We always say it and this time it was not going to be different: in IT, there are no miracles, there is continuous optimization and improvements that normally cost time or money. For this reason and with a view to spending the essentials, we are going to see what can be done with the most temperature-sensitive component.
Is it possible to keep your graphic design cool in the middle of summer?
To answer this question, we must first define what is meant by “expenses” as such, because the quick answer would be yes, but obviously to the checkbook. Therefore, by fee we are going to refer to a series of degrees lower than what your PC would be today, a range that could lead us to several degrees of improvement or a few, depending on what is chosen.
We mean by hot GPU the one that in operation while we play a demanding game is on the 80ºC or more, jeopardizing either the frequencies and performance, or the integrity of its components, such as VRM or VRAM. That said, let’s get down to business.
Improve case cooling
It’s a classic, but here we’re going to add fans who can be better or worse depending on the pocket, two other factors to take into account. First, the chassis change directly. A good case improves the temperature of our GPU by a few degrees, especially if it comes standard with fans with good performance and good sound.
The second point here would be to improve its cooling with better quality fans and of course, also in quantity, with the correct air flow. Finally, we must see if spending on AIO systems for GPUs in liquid cooling or going directly to a cus tom with independent block and loop suits us. Logically, these are very extreme cases where either you want the best sound with the temperature or you have hell at home and you have to go for those terms.
Some boxes allow a change of position from horizontal to vertical, which on many occasions has made users happy. When chassis cooling is poor in flow or pressure, and even fan placement, hot air accumulates in the GPU area, which reabsorbs the hot air it expels over and over again, as it does not finish cooling, evacuate upwards and thus exit the frame.
If our box has a vertical installation, we will force this vertical air movement effect (excuse the redundancy) so that at least 50% of it is expelled upwards, while the remaining 50% will come out below and after having bounced with the support or The middle plate of the box will tend to rise, breaking the aforementioned air circle.
It’s a technique we’ve already talked about and which, although it seems silly, can take a few degrees off us.
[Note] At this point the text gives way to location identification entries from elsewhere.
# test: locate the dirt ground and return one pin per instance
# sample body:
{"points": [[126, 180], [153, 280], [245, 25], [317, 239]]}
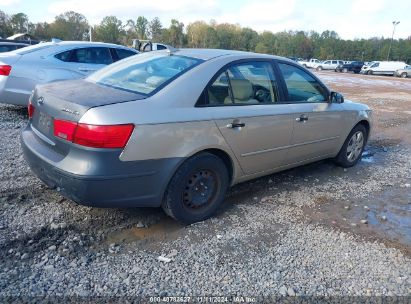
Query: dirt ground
{"points": [[387, 212]]}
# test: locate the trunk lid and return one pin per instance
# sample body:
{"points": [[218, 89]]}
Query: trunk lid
{"points": [[70, 100]]}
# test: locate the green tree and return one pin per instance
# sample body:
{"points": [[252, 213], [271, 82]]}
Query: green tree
{"points": [[5, 28], [155, 29], [70, 26], [19, 23], [110, 30], [176, 33], [142, 27]]}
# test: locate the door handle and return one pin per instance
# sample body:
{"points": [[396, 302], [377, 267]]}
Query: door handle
{"points": [[302, 118], [236, 124]]}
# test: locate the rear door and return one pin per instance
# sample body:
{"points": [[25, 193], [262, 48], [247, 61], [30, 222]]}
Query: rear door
{"points": [[317, 123], [244, 99]]}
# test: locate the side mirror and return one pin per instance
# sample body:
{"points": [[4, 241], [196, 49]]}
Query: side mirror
{"points": [[336, 97]]}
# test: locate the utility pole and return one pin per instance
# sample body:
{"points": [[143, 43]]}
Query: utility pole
{"points": [[394, 23]]}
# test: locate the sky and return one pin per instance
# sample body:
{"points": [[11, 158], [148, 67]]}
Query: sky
{"points": [[351, 19]]}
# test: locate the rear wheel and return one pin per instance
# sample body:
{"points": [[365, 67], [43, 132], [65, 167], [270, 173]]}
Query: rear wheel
{"points": [[353, 147], [197, 189]]}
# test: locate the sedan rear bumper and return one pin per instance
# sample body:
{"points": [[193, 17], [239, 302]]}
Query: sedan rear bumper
{"points": [[113, 183]]}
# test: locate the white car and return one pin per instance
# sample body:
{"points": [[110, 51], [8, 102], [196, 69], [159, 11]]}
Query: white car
{"points": [[328, 65], [21, 70], [383, 68]]}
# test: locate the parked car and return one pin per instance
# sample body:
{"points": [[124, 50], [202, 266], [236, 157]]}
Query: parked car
{"points": [[11, 46], [383, 67], [309, 63], [354, 66], [404, 73], [22, 69], [177, 129], [328, 65]]}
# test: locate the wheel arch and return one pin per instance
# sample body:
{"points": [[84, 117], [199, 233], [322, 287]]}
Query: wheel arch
{"points": [[225, 157], [366, 125]]}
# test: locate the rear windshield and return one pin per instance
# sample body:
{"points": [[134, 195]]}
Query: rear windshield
{"points": [[144, 73]]}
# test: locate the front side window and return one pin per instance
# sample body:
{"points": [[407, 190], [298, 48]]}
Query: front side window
{"points": [[143, 73], [64, 56], [301, 86], [93, 55], [246, 83], [123, 53]]}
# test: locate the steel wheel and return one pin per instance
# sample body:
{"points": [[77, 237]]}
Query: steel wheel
{"points": [[201, 189], [355, 146]]}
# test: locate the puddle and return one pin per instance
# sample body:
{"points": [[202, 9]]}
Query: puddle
{"points": [[387, 213], [165, 229], [367, 157]]}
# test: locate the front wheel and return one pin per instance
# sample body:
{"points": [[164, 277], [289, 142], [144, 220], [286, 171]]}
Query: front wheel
{"points": [[353, 147], [197, 189]]}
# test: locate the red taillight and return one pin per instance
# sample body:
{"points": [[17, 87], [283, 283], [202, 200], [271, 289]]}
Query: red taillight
{"points": [[114, 136], [30, 109], [103, 136], [5, 70], [64, 129]]}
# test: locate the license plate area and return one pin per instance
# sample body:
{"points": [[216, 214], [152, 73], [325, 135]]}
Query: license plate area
{"points": [[44, 123]]}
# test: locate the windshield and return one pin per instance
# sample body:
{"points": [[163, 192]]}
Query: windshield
{"points": [[144, 73]]}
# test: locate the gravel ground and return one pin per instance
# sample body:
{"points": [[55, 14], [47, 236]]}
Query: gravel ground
{"points": [[262, 242]]}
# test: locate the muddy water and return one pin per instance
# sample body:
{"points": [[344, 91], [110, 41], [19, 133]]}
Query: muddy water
{"points": [[384, 216], [164, 230]]}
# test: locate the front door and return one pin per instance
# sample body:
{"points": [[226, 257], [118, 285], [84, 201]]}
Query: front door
{"points": [[317, 123]]}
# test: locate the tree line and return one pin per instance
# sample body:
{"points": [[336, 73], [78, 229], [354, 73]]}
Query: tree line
{"points": [[199, 34]]}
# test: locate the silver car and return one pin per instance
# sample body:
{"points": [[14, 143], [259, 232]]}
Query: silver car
{"points": [[328, 65], [403, 73], [176, 129], [21, 70]]}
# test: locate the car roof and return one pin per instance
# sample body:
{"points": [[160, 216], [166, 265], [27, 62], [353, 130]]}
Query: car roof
{"points": [[12, 43], [207, 54], [84, 43]]}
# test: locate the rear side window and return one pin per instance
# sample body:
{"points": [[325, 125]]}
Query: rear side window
{"points": [[246, 83], [93, 55], [123, 53], [64, 56], [144, 73], [301, 86]]}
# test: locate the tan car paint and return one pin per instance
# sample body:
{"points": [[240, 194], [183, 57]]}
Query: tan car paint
{"points": [[271, 140]]}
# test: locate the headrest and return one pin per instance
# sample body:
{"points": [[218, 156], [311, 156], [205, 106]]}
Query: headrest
{"points": [[242, 89]]}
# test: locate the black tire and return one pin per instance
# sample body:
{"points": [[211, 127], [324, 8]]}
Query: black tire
{"points": [[197, 189], [348, 157]]}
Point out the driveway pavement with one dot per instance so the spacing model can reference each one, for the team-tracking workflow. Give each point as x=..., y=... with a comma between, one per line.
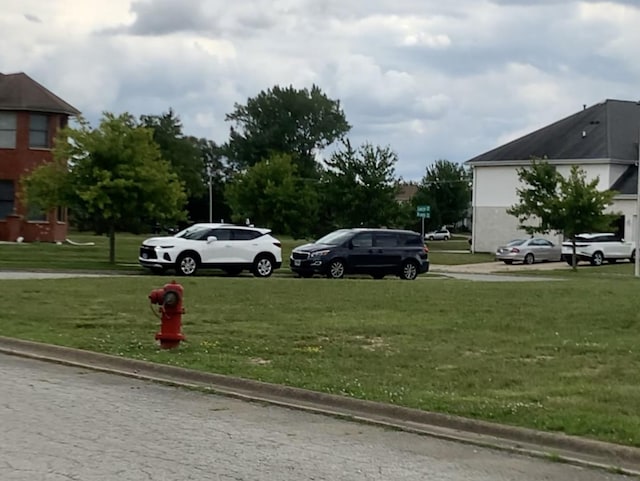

This requires basic knowledge and above all a lot of time and testing, because the stability will be checked and the performance/voltage/temperature curve will be modified.
We just have to keep in mind that NVIDIA and AMD normally add a slight voltage boost to their stock clocks, which manufacturers also do in their custom models.
Therefore, adjusting the voltage to the minimum necessary for the graphics card to operate as usual without losing performance can involve anywhere from 1 degree Celsius to 5 in the most extreme cases.
With undervolt it’s all about trial and error under different scenarios and loads, there are no shortcuts, one GPU is not the same as another, just try again and again until we find it minimum voltage for 100% stability.
And so far any advice on keeping the graphics fresh in the summer, where of course a good cleaning of the PC and GPU will also be vital to help all that has been said.